The optimal degree of lymph node dissection for gastric cancer is still matter of debate.
Particularly, there are serious doubts about the reproducibility of extended lymph node dissection in western surgical
units, and no studies to date have investigated factors influencing early results (mortality, major morbidity and reoperation
rates) during the learning curve.
Univariate and multivariate analysis of 19 variables on a prospective series of 313 consecutive resections for
gastric cancer performed by ten different surgeons. Endpoints were mortality, major morbidity and reoperation rates,
calculated within 60 days form the operation.

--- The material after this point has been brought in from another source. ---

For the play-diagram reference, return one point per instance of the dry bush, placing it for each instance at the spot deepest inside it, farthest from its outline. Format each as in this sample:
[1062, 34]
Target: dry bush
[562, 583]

Early results were all independently influenced by the presence of comorbidities alone. ASA status III-IV vs I-II
determined a higher operative mortality rate (11.9% vs 0.5%; Odds Ratio 12.3; 95% c.i. 1.53 to 98.1; p .018), a higher
major morbidity rate (39.7% vs 16.6%; Odds Ratio 2.71; 95% c.i. 1.51 to 4.88; p .0008) and a higher reoperation rate
(9.5% vs 2.1%; Odds Ratio 4.81; 95% c.i. 1.51 to 15.3; p .008).
Extended lymph node dissection can be safely implemented into the clinical practice of a non-dedicated
western institution by providing adequate coaching from more expert surgeons. This implementation protocol led to
acceptable rates of operative morbi-mortality, independently influenced only by the comorbidity status.